Short-Term Futures Index:
While not directly utilized in this issue, I use this data to validate other ideas. For completeness, here is the download link:
Statistics for spot VIX and VX Futures
The table below provides statistics for the S&P 500 (tracked by SPY), spot VIX, and VX futures. It shows the percentage of days the S&P 500 index is up and the percentage of days VX futures are in contango, where the front-month futures price is lower than the next-month futures price.
From January 2013 to November 2024, the S&P 500 index was up 54.9% of the time, while VX futures were in contango most of the time (85.2%).
The next table presents the number of days VX futures were in backwardation while the spot VIX was in contango.

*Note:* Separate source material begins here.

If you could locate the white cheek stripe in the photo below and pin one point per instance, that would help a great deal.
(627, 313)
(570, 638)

Spot VIX in contango is defined as the 1M spot VIX being less than the 3M spot VIX.
From January 2013 to July 2024, this situation was very rare, occurring only 7% of the time. However, from August 1 to November 4, 2024, this divergence occurred with much higher frequency, 53% of the time.

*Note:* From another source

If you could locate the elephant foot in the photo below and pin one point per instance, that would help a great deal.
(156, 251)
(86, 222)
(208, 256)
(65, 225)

This situation presented a high reward/risk trade opportunity. For instance, one could structure a trade to capitalize on the high likelihood of VX futures returning to contango and a decline in the overall volatility level. One potential trade is buying a put option in VXX. We’ll discuss this strategy in an upcoming webinar.
Seasonality of Volatility
With the holiday season approaching, the equity world often discusses the "Santa Rally." This raises the question: Is there any seasonality in the volatility market?
The graph below shows the average and median monthly implied and historical volatilities. A clear seasonal pattern is observed, with low volatility between April and July and high volatility in October. However, for December, there is no discernable pattern—volatility can be either high or low during this period.
Educational Video
This seminar by Prof Andrew Papanicolaou covers fundamental concepts of VX futures, such as contango, backwardation, and roll yield. It also presents an approach to modeling the VX futures term structure.
Abstract:
We study VSTOXX, VSTOXX futures and VSTOXX exchange-traded notes (ETNs) econometrically. We find that different rates of mean reversion capture fluctuations in the short and long maturities, respectively. We fit an exponential Ornstein-Uhlenbeck (OU) model to the data and find it to capable of simulating ETN time series that have similar properties to the historical observed ETN time series. We compare these results to a similar study performed on ETNs and futures for VIX. We also look at the joint behavior of VIX and VSTOXX futures, and explore portfolio allocation strategies among ETNs for both markets.
Closing Thoughts
The volatility market offers unique insights and opportunities for investors. By understanding concepts like contango, backwardation, and seasonality, we can structure strategies with favorable risk-reward profiles.